2. "Fosse como fosse, estava morta. Descansou - disse Ana para si mesma; e não teve pena da mãe." (p.79)

Dona Henriqueta tem sua morte narrada por meio de lembraças de Ana Terra. A aparente frieza comportamental da personagem perante o falecimento da mãe logo se desfaz quando o leitor se deixa envolver pela empatia por meio do discurso indireto livre:

 "Ana não chorou. Seus olhos ficaram secos e ela estava até alegre, porque sabia que a mãe finalmente tinha deixado de ser escrava. Podia haver outra vida depois da morte, mas também podia não haver. Se houvesse, estava certa de que Dona Henriqueta iria para para o céu; se não houvesse, tudo ainda estava bem, porque sua mãe ia descansar para sempre. Não teria mais que cozinhar, ficar horas e horas pedalando a roca, em cima do estrado, fiando, suspirando e cantando as cantigas tristes de sua mocidade." (p.79)

Não obstante sentir-se feliz pela liberdade da mãe, é o sentimento de rancor e impiedade que possui pelo pai:

"Não sentia pena dele. Por que havia de ser fingida? Não sentia. Agora ele ia ver o quanto valia a mulher que Deus lhe dera. Agora teria que apoiar na nora ou nela, Ana, pois precisava de quem lhe fizesse comida, lavasse a roupa, cuidasse da casa. Precisava de alguém a quem pudesse dar ordens, como a uma criada." (p.79).

Pedrinho

"Bem como o pai. Sabe fazer coisas." (p.89)

 O fruto do amor interrompido de Ana Terra tem o nome do pai e, assim como ele, é desprezado pelos homens da família: bastardo, Pedrinho é motivo de vergonha para eles.
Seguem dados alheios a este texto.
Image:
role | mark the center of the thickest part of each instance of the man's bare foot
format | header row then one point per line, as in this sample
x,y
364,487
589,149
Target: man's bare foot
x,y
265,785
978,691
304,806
Nada, porém, que o tempo não pudesse sanar. Aos poucos, o filho "bastardo" mostra-se uma criança prestativa, trabalhadora, inteligente e bastante conversada e vai cativando o coração mais duro de todos, do avô Maneco Terra, que assim como Horácio e Antônio, carrega na áurea a sombra e o isolamento emocional de quem praticou o mal, pois, mesmo pertencendo a uma sociedade que justificava o assassinato em casos de desonra, tem suas características comportamentais modificadas, que ao mesmo tempo que os une, afasta-os entre si pelo silêncio.
 O tempo parece dar uma trégua para o sofrimento daquele lugar e, depois de muito trabalho e decepções com a terra, a plantação de trigo, tão almejada por Maneco Terra, brota. Tal felicidade aproxima ainda mais avô e neto:

"Uma tarde, ao voltar da sanga, Ana viu Maneco Terra e o neto conversando animadamente na frente da casa como dois bons amigos. Falavam do trigo. Ela sorriu e entrou em casa de olhos baixos." (p.85)
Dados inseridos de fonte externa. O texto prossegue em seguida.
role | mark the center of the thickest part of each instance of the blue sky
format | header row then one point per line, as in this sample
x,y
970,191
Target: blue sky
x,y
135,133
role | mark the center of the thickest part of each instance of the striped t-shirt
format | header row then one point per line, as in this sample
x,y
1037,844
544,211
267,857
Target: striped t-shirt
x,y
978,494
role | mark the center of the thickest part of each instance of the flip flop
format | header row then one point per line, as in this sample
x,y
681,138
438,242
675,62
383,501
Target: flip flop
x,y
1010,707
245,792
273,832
 Além da perda da esposa, e do nascimento de Pedrinho, houve outras mudanças significativas, como a mudança de Horácio para Rio Pardo, onde se casou e abriu um negócio, sendo as duas situações contra a opinião do pai, e o casamento de Antônio com Eulália com quem teve um bebê.

Os castelhanos


A disputa pela posse do solo brasileiro se revela na crueldade conforme os castelhanos passam pelos vilarejos, destruindo coisas e pessoas. Tudo parecia melhorar para a família Terra: seu Maneco finalmente, depois de muita entrega ao seu pedacinho do mundo, consegue investir no milho, que responde positivamente à terra; avô e neto fazem amizade, os animais estão fortes e resistentes. O pior, entretanto, estava por vir.
É uma tarde como todas as outras, de sol e labor para Ana Terra, quando é sobressaltada pelos homens da família, que invadem a casa gritando: "Os castelhanos vêm aí!" (p.91). O pânico domina a todos: os homens armam-se como podem, e as mulheres são aconselhadas a fugir para a mata com as crianças. Infelizmente, o tempo é curto, e Ana Terra se predispõe ao sacrifício de permanecer junto aos homens na tentativa de evitar com que os assassinos, ao notar roupas de mulheres na casa, procurem por elas após o massacre dos homens: a morte era certa.
Os homens são mortos cruelmente, sem chances. Ana Terra, porém, não tem essa sorte, é violentada por dezenas de castelhanos:

"Ana sentiu que lhe erguiam o vestido. Abriu a boca e preparou-se para morder a primeira cara que se aproximasse da sua. Um homem caiu sobre ela. Num relâmpago Ana pensou em Pedro, um rechinar de cigarra atravessou-lhe a mente e entrou-lhe, agudo e sólido, pelas entranhas. Ela soltou um grito, fez um esforço para se erguer, mas não conseguiu. O homem resfolgava, o suor de seu rosto pingava no de Ana, que lhe cuspia nas faces, procurando ao mesmo tempo mordê-lo (Por que Deus não me mata?) Veio outro homem. E outro. E outro. E ainda outro. Ana já não resistia mais. Tinha a impressão de que lhe metiam adagas no ventre. Por fim perdeu os sentidos." (p. 95)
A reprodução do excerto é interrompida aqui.